I figured there must be an easier way to extract email addresses then sorting through a file full of emails. The problem is more process than technology. I want to be involved in the process as little as possible without letting a program possibly clobber a bunch of data.

Since I use PINE, I went looking for some way to pipe messages to external programs, and indeed it has one. I needed to enable the enable-unix-pipe-cmd command, and then with the | key I can send the entire message to whatever program I like.

I created this little program I named "f" to extract the From address and store it in a file. I'm not ready to let it directly add the address to my white list, so for I leave the addresses in a different file.

#!/usr/bin/perl

while( <> )
	{
	next unless /^From:/;
	chomp;
	s/^From:\s+//; s/.*<(.*@.*)>.*/$1/;
	if( open my( $fh ), ">> $ENV{HOME}/mail/fix-addresses" )
		{
		print $fh "$_\n";
		}
	else
		{
		print "$_: Problem: $!";
		}
	last;
	}

I named the program "f" so I wouldn't have to type a lot when I have to tell PINE which program to use. PINE does remember the last program I specified, but once I quit, it forgets it. Oh well.

Now, I don't have to separate the falsely tagged spam then deal with them later. I can extract the From address right away, then add them to the white list later. If I wanted to get fancy, there would be a database somewhere in all of this, but I have real work to do.

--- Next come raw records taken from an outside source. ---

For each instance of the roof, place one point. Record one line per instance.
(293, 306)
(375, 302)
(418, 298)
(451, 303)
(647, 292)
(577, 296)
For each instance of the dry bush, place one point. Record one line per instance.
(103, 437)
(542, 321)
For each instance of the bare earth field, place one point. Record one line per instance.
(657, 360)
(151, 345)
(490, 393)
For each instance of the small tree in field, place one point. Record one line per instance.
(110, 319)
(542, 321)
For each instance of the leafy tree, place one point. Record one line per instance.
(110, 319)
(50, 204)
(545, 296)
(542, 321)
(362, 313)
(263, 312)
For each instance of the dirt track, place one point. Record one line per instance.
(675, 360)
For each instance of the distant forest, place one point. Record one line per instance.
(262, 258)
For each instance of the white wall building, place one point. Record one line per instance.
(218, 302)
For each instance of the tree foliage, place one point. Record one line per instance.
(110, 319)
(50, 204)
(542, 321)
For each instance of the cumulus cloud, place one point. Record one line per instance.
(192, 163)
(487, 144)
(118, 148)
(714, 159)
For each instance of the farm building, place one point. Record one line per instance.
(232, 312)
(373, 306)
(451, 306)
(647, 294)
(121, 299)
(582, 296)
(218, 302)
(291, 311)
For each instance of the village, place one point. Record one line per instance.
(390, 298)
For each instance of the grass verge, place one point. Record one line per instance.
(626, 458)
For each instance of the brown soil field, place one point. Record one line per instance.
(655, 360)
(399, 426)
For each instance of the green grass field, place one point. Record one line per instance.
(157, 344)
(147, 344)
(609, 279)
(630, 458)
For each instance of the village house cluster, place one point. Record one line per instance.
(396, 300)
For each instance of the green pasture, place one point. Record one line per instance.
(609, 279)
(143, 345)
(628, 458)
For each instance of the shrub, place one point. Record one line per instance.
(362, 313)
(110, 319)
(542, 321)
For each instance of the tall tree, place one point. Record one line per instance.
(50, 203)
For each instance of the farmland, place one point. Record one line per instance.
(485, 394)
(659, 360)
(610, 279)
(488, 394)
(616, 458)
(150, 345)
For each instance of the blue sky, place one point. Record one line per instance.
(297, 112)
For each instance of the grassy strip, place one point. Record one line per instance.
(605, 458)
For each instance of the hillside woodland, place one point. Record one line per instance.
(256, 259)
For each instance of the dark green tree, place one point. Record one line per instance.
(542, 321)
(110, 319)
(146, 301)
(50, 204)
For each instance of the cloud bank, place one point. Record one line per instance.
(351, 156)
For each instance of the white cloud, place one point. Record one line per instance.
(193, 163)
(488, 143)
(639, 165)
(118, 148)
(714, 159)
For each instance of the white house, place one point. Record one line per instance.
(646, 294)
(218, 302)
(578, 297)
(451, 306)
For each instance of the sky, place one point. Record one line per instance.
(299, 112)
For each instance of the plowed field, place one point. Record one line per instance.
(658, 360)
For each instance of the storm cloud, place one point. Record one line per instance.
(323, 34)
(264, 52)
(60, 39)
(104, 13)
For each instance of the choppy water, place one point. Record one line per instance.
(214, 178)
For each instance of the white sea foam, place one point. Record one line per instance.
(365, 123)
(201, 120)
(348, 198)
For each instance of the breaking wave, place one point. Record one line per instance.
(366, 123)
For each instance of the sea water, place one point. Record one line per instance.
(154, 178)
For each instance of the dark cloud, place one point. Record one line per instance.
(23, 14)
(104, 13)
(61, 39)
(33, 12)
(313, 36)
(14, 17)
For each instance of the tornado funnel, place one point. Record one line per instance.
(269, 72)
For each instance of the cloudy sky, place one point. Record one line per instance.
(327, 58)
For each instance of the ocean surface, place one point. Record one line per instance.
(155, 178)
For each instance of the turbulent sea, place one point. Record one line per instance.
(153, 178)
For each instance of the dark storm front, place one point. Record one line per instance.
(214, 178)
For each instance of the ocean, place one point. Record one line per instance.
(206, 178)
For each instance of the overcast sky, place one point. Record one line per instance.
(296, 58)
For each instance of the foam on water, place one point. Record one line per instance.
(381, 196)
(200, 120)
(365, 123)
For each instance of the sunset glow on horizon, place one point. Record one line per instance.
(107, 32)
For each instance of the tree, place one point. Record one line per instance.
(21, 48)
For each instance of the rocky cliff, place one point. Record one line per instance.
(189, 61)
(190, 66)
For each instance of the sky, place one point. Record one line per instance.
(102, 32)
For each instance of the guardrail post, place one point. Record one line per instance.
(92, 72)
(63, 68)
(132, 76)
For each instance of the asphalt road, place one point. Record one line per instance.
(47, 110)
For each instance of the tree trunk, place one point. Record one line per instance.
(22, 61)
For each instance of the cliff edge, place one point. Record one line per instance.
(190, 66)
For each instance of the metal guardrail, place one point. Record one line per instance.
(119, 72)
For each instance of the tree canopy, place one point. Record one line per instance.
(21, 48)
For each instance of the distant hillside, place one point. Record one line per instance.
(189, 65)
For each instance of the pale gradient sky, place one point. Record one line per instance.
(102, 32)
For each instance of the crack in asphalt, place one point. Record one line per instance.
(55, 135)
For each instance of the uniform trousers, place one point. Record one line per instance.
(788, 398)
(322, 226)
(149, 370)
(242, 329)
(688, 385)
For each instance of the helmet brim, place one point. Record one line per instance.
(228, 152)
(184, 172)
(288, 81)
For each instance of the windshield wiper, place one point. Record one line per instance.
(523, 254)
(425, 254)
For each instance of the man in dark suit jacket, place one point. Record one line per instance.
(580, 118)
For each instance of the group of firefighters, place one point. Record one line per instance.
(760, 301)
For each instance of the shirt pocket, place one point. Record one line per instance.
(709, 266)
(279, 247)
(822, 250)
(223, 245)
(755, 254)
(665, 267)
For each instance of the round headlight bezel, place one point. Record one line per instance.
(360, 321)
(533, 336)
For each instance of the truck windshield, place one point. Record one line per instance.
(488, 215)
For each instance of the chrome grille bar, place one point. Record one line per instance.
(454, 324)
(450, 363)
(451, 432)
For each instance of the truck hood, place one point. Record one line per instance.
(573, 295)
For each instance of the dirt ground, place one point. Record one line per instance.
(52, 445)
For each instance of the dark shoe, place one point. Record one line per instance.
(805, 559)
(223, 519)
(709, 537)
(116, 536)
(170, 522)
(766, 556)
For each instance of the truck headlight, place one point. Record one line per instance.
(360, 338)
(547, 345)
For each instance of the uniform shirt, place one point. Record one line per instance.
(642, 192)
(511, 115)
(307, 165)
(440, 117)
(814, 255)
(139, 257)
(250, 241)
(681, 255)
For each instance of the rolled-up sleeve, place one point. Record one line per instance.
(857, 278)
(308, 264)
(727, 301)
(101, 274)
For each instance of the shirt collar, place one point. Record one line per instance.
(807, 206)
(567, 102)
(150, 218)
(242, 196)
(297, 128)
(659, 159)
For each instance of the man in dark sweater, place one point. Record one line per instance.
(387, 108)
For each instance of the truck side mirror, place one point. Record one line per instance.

Excuse the nitpicking, I can't help it

Aristotle on 2004-07-04T00:45:33

The following bit still irks me :)

s/.*<(.*@.*)>.*/$1/;

It's one of the things that constantly annoys me, like a pebble in the shoe, when I write sed scripts. What I believe it really should phrased as is

$_ = $1 if /<(.*@.*)>/;

Re:Excuse the nitpicking, I can't help it

brian_d_foy on 2004-07-04T03:44:43
"Should" is strong phrasing. If that's the way you like to do things in sed, that's fine, but around these parts there is more than one way to do it.

But this is open source, so if you decide to use the script, you can change it to anything that you like. :)

Re:Excuse the nitpicking, I can't help it

Aristotle on 2004-07-04T11:47:31
What I'm saying is that I can't do it this way in sed, so I'm forced to repeat myself: "find anything followed by the bit I want followed by anything and replace it by the bit I want". At times, I've pined for a crop() function (in sed more so than in Perl, of course, but the Perl verbiage can get old as well).

Ready-cooked software

Simon on 2004-07-04T08:38:55

I use a program called the "little brother database" (lbdb in Debian) to handle this for me.

'Pine' Piping

Smylers on 2004-07-09T19:37:40

To get round 'Pine' only remembering one pipe command, and forgetting that when you quit, you can use its print functionality instead.

The definition of a printer in 'Pine' can just be a command to pipe stuff to; obviously you're supposed to put commands like lpr in there, but there's no reason why you can't set up anything else as a printer.

When I was a 'Pine' user I had gvim as my default printer.

Smylers

Re:'Pine' Piping

brian_d_foy on 2004-07-09T19:55:09
Ah, very cool indeed. Thanks :)

I never thought of that because my PINE machine does not have a printer that I can use, so I never bothered to look into that.